From a diversity standpoint, Lopez says the demographics at AGS are “very close” to those of the US, “almost precisely” reflecting the makeup of the American public. AGS also adopts an at-risk school, while it works with the Young Executive Scholar programme at UNLV. Here, Lopez is equally intent on protecting the communities AGS is part of as he is his with own employees.

But acknowledging he’s one of the more diverse candidates within gaming boardrooms, Lopez says the industry as a whole must do more. “I don’t think that’s a soft comment,” he affirms. “When you look at executives and CEOs, it is still far shy of where it should be for women participating in those roles and it’s a long way away for people of colour. We just don’t have enough; it’s far skewed from the population of the US. There can be a whole lot more outreach – and outreach doesn’t have to cost money.”

But to maintain such efforts, and to fund the company more generally, Lopez admits AGS’ short-term goals have changed post-pandemic. First, the supplier needs to become EBITDA positive and then cash-flow positive again. For Q2, revenue fell 78% year-on-year to $16.8m, while adjusted EBITDA fell 103% to negative $1.2m.
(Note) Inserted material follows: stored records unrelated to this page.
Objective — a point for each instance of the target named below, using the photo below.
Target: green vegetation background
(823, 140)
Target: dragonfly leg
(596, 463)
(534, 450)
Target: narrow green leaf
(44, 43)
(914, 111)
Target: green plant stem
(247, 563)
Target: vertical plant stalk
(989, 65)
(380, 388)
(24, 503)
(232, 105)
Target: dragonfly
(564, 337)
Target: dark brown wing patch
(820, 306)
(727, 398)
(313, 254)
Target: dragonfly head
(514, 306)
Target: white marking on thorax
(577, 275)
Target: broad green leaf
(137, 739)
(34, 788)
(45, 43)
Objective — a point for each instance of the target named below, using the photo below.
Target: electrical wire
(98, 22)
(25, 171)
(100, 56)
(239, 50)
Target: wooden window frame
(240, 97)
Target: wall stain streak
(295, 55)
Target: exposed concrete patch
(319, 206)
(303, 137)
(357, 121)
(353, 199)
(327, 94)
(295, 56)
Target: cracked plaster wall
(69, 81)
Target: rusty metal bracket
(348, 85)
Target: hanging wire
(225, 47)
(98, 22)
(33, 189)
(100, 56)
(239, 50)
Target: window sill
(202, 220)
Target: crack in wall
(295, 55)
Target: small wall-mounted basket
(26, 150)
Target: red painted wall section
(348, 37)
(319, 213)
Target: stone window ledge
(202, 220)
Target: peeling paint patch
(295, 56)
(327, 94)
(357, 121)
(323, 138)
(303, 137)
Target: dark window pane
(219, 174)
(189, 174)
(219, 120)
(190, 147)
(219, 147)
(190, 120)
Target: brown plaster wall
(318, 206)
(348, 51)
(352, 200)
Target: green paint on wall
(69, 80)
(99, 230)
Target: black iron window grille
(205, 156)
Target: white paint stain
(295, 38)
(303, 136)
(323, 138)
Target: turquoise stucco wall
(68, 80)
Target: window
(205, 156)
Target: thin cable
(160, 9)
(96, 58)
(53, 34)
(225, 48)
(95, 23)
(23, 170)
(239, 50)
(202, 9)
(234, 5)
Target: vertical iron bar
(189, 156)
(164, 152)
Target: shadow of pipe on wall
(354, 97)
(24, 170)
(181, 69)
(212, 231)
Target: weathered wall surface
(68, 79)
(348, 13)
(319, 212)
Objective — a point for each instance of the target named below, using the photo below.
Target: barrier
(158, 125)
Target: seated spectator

Lopez, though, maintains AGS could have achieved positive EBITDA had the company made more aggressive changes, not caring what the results of these changes would be on its team.

“Most people know 2021 is still going to be some haircut version of 2019,” he ponders. “That’s always the big question: when will we get back to 2019 levels? 2021 should be better for everyone than 2020. When we get into 2022 we’re back to normal levels.” Elsewhere, Lopez does see a “very small silver lining” in the form of a younger generation “increasingly visiting” US casinos: millennials who previously weren’t visiting. “There’s nothing else to do – you can’t go bowling, you can’t go to the movies,” says Lopez. “One of the entertainment options is casino gaming. So some operators are seeing maybe a rise in millennials.”

Given global events in 2020, it’s understandable the coronavirus dominates Lopez’s short-term thinking. But how much has the uncertainty of 2020 affected the executive’s long-term goals? Traditionally, it’s fitting to end a CEO Special interview by asking what the five-year plan is. Considering how different this year has been, however, that no longer seems appropriate.

But his personal goals remain unchanged. Indeed, there is no corporate jargon as Lopez describes his career-long ambition; it has nothing to do with share prices, earnings or quarterly investor calls. “I want to teach before I retire,” he declares. “That’s been what I wanted to do since high school. It’s a great way to influence and mentor students. There comes a point where I’d like to be at a university somewhere, teaching business, having the opportunity to do things for other students that my teachers did for me. That’s my dream.”